As Montgomery County and the nation at large fights to slow the spread of COVID-19 the Centers for Disease Control and Prevention (CDC) and government officials remind us that vaccination is a crucial part of the process, but students are of different minds on whether to get the vaccine.

Anyone 18 years or older is now able receive the Moderna vaccine at the APSU campus vaccination site free of charge.

Many GOVs have taken advantage of this opportunity. Just last week APSU’s vaccination site administered its 2,000th vaccine.

The CDC has stated that COVID-19 vaccination is an important tool to help stop the COVID-19 pandemic. The CDC also recommends you get a COVID-19 vaccine as soon as one is available to you.

A few APSU students explained why they received the vaccine or are planning to do so in the near future.

Wesley Hall is a senior majoring in General Studies. He said that he currently is scheduled to get his “as insurance to ensure that I have it.”

Alex Kress is another senior who is majoring in Music Education. He received the Johnson & Johnson version of the vaccine that only required one dose.

“It made me more comfortable to know that I have it,” Kress said.

Some of the students based their decision as a result of being infected or possibly being affected by the Coronavirus itself.

Hazel Shipley is a sophomore majoring in Music Education and Performance. She has already received her first round of the vaccine.

“I already had Covid in January and I spent a week in the hospital from it and my lungs still aren’t 100% healed,” Shipley said. “I never want to go through that again, and I never want anyone else to go through it either.”

Abbigale Corbus is a sophomore majoring in Computer Science Database Administration. She has received her first dose and scheduled for her second.

“I am at high risk and so is a lot of my family,” Corbus said.

Ensuring the safety of others was also a major factor for student’s decisions when it came to getting vaccinated.

Alan Bartee is a junior majoring Communications and Broadcast Media. He plans to get the vaccine, “to make sure the people around me are safe.”

Erin Bosbury is a sophomore English major. She has also received her first dose and scheduled a second.

“I want to be able to safely be around others again. I’m an extravert and love to socialize,” Bosbury said.

Susan Connor is also a sophomore who is majoring in Elementary Education.

“I have received my first dose to help out the community,” Connor said.

She also had a more personal reason for it which hits close to home.

“I’ll be visiting my grandparents who I haven’t seen in over a year,” Connor said.

Kayla Gore is a freshman with a major in Animation.

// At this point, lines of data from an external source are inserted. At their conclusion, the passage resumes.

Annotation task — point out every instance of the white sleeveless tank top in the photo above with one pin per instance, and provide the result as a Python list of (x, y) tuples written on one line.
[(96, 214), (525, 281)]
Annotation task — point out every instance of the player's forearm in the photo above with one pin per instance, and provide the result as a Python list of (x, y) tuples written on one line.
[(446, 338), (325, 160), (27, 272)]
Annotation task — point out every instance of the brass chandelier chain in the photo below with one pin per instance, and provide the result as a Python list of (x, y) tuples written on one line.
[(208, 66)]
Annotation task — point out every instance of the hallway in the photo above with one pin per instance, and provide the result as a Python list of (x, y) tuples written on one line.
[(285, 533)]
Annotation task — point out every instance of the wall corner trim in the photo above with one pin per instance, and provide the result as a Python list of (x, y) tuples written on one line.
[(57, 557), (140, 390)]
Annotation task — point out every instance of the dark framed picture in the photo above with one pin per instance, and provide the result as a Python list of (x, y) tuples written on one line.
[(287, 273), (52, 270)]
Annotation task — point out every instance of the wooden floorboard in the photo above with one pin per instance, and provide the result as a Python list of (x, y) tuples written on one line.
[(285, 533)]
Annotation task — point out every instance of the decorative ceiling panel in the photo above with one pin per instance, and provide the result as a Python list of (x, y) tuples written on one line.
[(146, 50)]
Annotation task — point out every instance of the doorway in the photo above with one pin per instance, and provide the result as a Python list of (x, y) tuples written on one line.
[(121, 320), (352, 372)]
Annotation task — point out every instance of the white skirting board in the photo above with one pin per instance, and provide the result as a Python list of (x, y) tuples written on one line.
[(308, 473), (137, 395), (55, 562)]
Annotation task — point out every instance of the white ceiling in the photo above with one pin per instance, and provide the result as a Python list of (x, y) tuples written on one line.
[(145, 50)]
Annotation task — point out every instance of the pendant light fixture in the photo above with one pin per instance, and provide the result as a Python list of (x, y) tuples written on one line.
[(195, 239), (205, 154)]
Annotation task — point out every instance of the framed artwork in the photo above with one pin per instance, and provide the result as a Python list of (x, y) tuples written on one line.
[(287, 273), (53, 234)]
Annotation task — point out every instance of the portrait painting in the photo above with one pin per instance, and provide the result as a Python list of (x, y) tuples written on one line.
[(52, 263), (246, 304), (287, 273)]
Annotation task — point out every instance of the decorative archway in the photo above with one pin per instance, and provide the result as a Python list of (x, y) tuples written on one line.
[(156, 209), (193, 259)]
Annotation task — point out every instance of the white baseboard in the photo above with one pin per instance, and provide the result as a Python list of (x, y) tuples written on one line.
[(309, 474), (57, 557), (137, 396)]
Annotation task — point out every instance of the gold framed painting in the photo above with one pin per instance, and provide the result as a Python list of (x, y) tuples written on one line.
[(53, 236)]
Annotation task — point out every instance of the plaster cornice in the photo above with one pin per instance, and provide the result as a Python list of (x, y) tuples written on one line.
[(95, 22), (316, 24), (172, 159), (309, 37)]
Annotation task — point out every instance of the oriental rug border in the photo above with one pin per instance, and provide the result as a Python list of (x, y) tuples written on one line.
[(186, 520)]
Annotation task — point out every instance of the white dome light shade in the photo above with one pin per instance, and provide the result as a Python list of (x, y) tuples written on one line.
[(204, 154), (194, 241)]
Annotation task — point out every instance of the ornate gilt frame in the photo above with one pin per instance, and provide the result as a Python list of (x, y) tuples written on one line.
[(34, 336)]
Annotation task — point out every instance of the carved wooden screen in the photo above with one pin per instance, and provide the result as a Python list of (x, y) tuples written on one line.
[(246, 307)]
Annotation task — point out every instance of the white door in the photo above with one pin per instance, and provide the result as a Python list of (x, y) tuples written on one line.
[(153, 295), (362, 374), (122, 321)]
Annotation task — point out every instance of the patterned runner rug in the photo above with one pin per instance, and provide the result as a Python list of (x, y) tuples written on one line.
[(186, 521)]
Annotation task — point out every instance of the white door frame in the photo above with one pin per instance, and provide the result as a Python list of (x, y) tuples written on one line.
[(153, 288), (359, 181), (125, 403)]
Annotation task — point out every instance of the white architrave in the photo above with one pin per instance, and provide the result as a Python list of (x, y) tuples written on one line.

“I plan to be vaccinated not only to protect myself but others as well,” Gore said. “We need to reach herd immunity to get back to normal. Getting the vaccine for everyone who is able, is an important step in reaching that goal.”

The possibility of long term effects or even side effects were also factors that were considered when making such a decision.

Christopher Erickson is a junior majoring in Geoscience with a concentration in Geology.

“I am getting it because the possible long term side effects of Corona are appalling. Additionally, I view it as my civic duty to get it and protect others,” Erickson said.

David Keesler, a freshman majoring in General Health Studies has already received both doses of the vaccine.

“I’m getting it because I don’t see it as a bad thing. I think the benefits of being vaccinated and doing my part outweigh the possible side effects,” Keesler said.

As the vaccine is new, some people may be skeptical or cautious. Though, the CDC has stated

J’Mia Orr is a freshman majoring in Communications. She says she may get vaccinated, but the timing isn’t right yet.

“My family wants me to. I would eventually, but I feel it’s too soon though,” Orr said.

Deja Moulden is a senior majoring in Elementary Education. She hasn’t quite made up her mind on the vaccine.

“I still want to do more research on it,” Moulden said.

Maya Williams who is a freshman majoring in Liberal Arts is not planning to get the vaccine any time soon.

“I don’t trust it,” Williams said.

The CDC has stated that all COVID-19 vaccines currently available in the United States are effective at preventing COVID-19 as seen in clinical trial settings.

The World Health Organization (WHO) recommends that even if you are fully vaccinated, for the foreseeable future we must continue wearing masks, physically distancing and avoiding crowds.

“Being vaccinated does not mean that we can throw caution to the wind and put ourselves and others at risk,” WHO stated on their website.

Students who would like to get vaccinated may sign up at

The APSU vaccination site is located at a drive-thru site behind the Ard Building, and individuals registered to receive a vaccination must enter lot 11 by traveling east on Main Street. Traffic will not be allowed to enter from University Avenue.